Позади него дрожали, словно от страшного холода, побледневшие нянюшка и Пиён.
Однако Сан едва ли все это увидела, о чем свидетельствовал ее неподвижный отсутствующий взгляд.
– Как ты смеешь выходить, не сказав ни слова отцу, и являться в такое время! Кем ты себя возомнила?!
– Никем. Я всего лишь кукла, которой играют другие.
– Что ты несешь?! – В голосе Ёнъин-бэка вдруг прорезался страх: его дочь походила на сумасшедшую. – Что-то случилось? Кто-то тебя обидел? Сделал что-то дурное? Ответь мне, Сан!
– Никто не сделал мне ничего дурного. Это я сделала.
– Сан, в самом деле! Отвечай нормально, чтобы я тебя понимал. Ты не можешь никому навредить!
– Из-за меня Пиён заперта тут, словно пленница, а дочь Ван Ёна отправлена в Юань. Я разрушила две жизни, а большего преступления не существует.
Ёнъин-бэк вытаращился на дочь, наигранно хохотнул и жестом велел нянюшке и Пиён выйти из комнаты.

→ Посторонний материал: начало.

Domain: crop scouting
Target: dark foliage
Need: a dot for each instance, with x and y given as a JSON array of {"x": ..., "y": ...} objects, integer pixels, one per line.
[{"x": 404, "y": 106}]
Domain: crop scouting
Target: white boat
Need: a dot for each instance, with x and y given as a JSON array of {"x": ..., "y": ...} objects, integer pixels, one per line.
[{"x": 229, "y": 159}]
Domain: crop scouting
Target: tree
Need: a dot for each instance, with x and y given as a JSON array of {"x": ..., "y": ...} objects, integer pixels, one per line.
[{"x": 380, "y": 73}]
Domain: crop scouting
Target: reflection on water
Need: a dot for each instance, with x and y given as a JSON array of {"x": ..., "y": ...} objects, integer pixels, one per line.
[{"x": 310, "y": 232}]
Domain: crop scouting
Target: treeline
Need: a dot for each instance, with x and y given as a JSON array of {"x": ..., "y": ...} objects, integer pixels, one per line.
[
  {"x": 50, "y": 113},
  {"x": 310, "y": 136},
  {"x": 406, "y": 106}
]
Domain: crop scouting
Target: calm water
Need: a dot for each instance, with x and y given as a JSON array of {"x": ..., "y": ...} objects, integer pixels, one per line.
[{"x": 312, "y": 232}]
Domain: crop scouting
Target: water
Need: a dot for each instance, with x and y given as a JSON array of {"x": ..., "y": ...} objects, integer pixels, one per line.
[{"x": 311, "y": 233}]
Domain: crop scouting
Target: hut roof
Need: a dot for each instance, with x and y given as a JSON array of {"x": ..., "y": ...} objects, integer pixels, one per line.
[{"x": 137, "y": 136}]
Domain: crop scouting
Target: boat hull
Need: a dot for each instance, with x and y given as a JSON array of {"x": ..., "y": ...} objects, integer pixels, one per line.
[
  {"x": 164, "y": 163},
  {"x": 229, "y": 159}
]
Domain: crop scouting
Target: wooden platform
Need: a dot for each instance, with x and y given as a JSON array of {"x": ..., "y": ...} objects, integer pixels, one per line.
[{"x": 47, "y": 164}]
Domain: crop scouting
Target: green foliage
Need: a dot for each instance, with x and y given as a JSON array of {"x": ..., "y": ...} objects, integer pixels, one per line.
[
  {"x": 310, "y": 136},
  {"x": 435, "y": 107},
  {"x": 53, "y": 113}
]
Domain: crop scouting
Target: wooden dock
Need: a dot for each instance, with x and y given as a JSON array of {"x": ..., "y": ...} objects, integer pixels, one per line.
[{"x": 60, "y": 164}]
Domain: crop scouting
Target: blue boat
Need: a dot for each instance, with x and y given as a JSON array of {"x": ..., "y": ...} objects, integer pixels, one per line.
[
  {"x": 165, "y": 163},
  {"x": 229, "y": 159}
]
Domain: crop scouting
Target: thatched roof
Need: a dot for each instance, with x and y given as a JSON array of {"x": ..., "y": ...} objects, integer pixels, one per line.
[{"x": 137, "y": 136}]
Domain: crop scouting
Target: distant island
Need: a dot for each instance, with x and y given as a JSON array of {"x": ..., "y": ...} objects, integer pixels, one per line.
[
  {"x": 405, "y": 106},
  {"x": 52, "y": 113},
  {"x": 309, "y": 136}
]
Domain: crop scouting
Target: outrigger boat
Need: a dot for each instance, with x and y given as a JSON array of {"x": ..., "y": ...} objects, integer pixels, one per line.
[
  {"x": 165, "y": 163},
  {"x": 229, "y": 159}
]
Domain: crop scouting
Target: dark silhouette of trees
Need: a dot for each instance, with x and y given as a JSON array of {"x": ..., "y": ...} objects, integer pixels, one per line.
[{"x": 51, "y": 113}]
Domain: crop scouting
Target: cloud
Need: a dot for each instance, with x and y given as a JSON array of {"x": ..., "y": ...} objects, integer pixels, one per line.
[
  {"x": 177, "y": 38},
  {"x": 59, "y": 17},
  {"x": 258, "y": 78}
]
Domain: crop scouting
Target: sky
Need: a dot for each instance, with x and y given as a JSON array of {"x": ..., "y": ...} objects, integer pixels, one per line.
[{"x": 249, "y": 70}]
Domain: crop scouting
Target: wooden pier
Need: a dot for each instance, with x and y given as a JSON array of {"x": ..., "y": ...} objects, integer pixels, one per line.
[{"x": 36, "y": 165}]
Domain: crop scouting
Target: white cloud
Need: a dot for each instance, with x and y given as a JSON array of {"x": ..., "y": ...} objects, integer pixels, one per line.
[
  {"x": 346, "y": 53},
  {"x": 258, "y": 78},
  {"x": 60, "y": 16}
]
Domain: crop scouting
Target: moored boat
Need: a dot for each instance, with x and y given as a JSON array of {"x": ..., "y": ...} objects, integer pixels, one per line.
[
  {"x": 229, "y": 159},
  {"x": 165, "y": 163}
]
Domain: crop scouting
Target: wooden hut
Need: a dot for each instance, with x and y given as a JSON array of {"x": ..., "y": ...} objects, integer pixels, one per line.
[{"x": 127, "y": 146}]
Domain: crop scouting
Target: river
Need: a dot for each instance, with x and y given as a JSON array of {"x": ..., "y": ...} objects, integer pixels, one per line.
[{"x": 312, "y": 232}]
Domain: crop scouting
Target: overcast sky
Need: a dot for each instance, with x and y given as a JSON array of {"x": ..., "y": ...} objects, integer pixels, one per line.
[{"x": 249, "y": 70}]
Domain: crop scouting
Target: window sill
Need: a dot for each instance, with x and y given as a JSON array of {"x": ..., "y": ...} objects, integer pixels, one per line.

Когда они с Сан остались вдвоем, с таким же деланым смешком он заговорил:
– Ты происходишь из королевского рода, Сан, а Пиён всего лишь рабыня. Жизнь раба принадлежит хозяину, и он волен распоряжаться ею, как ему угодно. Что до дочери Ван Ёна, то благодаря ее высокому статусу девушку выдадут за родственника императора, и разве семья Ван Ёна от этого пострадает? Породниться с юаньским императором в наши времена выгоднее, чем породниться с корёским ваном. Да некоторые вельможи даже добиваются, чтобы их дочерей отвезли монголам!
– В таком случае и вы не пострадаете, если знатный монгол возьмет меня в жены. Ради богатства и власти вам давно следовало отправить меня в Юань.